Dans les autres pays, c'est-à-dire en Allemagne, au Danemark, aux Pays-Bas, au Royaume-Uni et en Suède, les textes ne retiennent pas cette distinction. L'Allemagne, le Danemark et, à un degré moindre, la Suède incluent parmi les inventions « de mission » les inventions liées à l'activité professionnelle, mais qui ne résultent pas des obligations contractuelles, à la différence des Pays-Bas et du Royaume-Uni, qui les considèrent comme libres.


· En Allemagne, au Danemark et en Suède, les droits des inventeurs salariés sont régis par des textes spécifiques, qui opposent les inventions liées à l'activité professionnelle aux inventions libres.

Dans ces trois pays, les droits des inventeurs salariés sont définis par des textes anciens et spécifiques. En effet, la loi allemande, héritière d'un texte de 1942, date de 1957, tandis que la loi danoise actuelle résulte de modifications apportées à la première loi, de 1955, portant sur ce sujet et que la loi suédoise a été adoptée dès 1949, après la conclusion, en 1946, du premier accord collectif national sur les inventions.
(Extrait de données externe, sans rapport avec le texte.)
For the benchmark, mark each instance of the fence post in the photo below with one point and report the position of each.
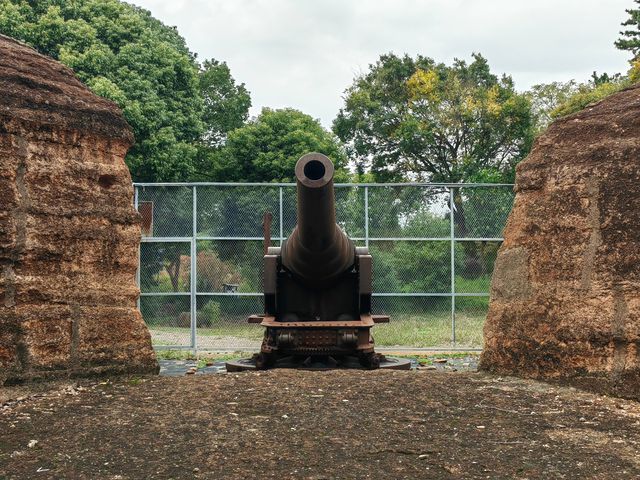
(193, 276)
(281, 217)
(366, 216)
(453, 264)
En Allemagne et au Danemark, il existe une loi sur les inventions des salariés. Chacune de ces deux lois oppose les inventions liées au poste de travail - que l'intéressé ait ou non été recruté pour accomplir une activité créative et quelle que soit la nature du lien entre son invention et l'entreprise - aux inventions dépourvues de tout lien avec l'activité professionnelle, et par conséquent librement exploitables.
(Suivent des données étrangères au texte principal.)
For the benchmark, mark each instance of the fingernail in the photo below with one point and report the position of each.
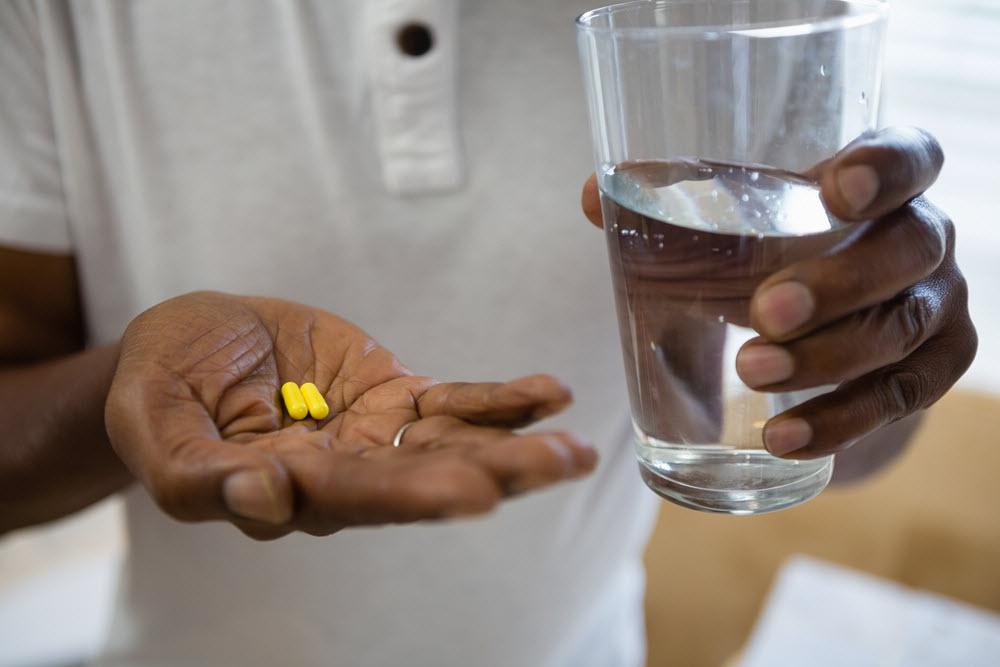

En Suède, la loi relative au droit des employeurs sur les inventions des salariés ne produit guère d'effets dans le secteur privé. En effet, comme la plupart de ses dispositions n'ont qu'un caractère supplétif, c'est un accord collectif qui définit les droits des inventeurs salariés. Cet accord oppose les inventions liées aux fonctions de l'inventeur dans l'entreprise à deux groupes d'invention : d'une part, aux autres inventions entrant dans le domaine d'activité de l'entreprise et, d'autre part, aux inventions étrangères à l'activité de l'entreprise, et donc totalement libres.


· Les lois néerlandaise et anglaise ne traitent que des inventions résultant des obligations contractuelles des salariés, de sorte que les autres inventions liées à l'activité professionnelle sont considérées comme libres et susceptibles d'être exploitées sans restriction par les inventeurs.
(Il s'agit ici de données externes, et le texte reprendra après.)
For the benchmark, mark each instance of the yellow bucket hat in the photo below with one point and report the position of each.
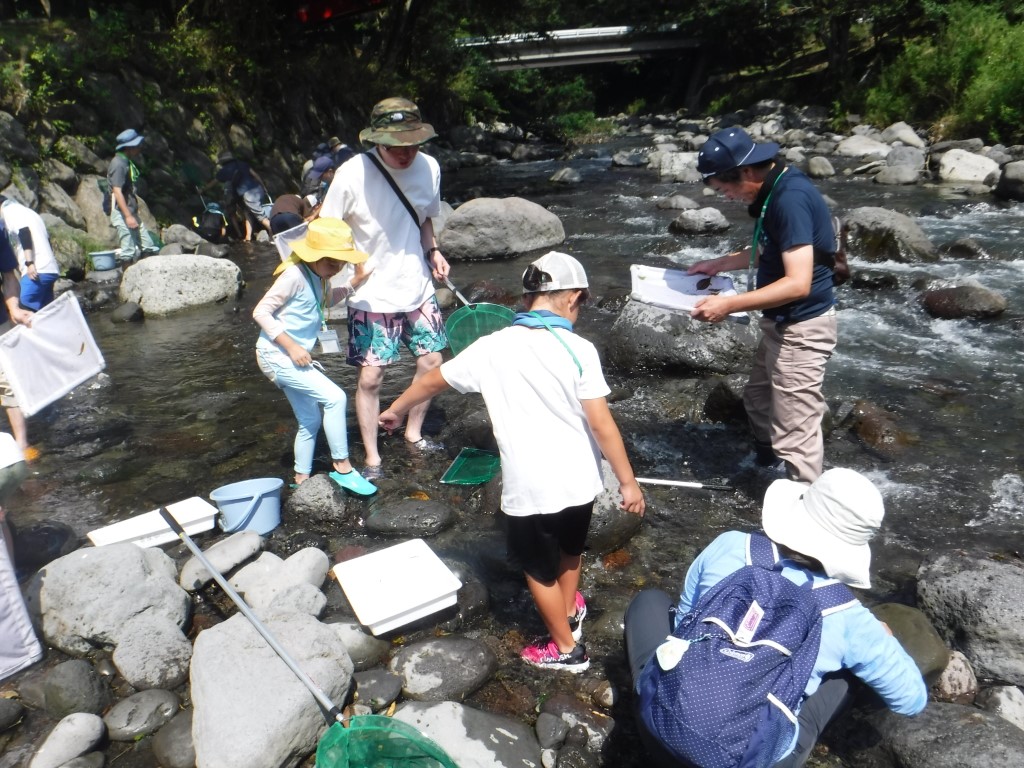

2) L'Allemagne, le Danemark, la Pologne et la Suède sont les seuls pays qui admettent le principe selon lequel les salariés qui réalisent des inventions dans le cadre de l'exécution du contrat de travail disposent d'un droit général à compensation financière de la part de l'employeur

En règle générale, les inventions réalisées par des salariés investis d'une mission inventive appartiennent à l'employeur : automatiquement ou après qu'il les a revendiquées. Si tous les pays étudiés retiennent cette règle, ils n'en tirent pas les mêmes conséquences.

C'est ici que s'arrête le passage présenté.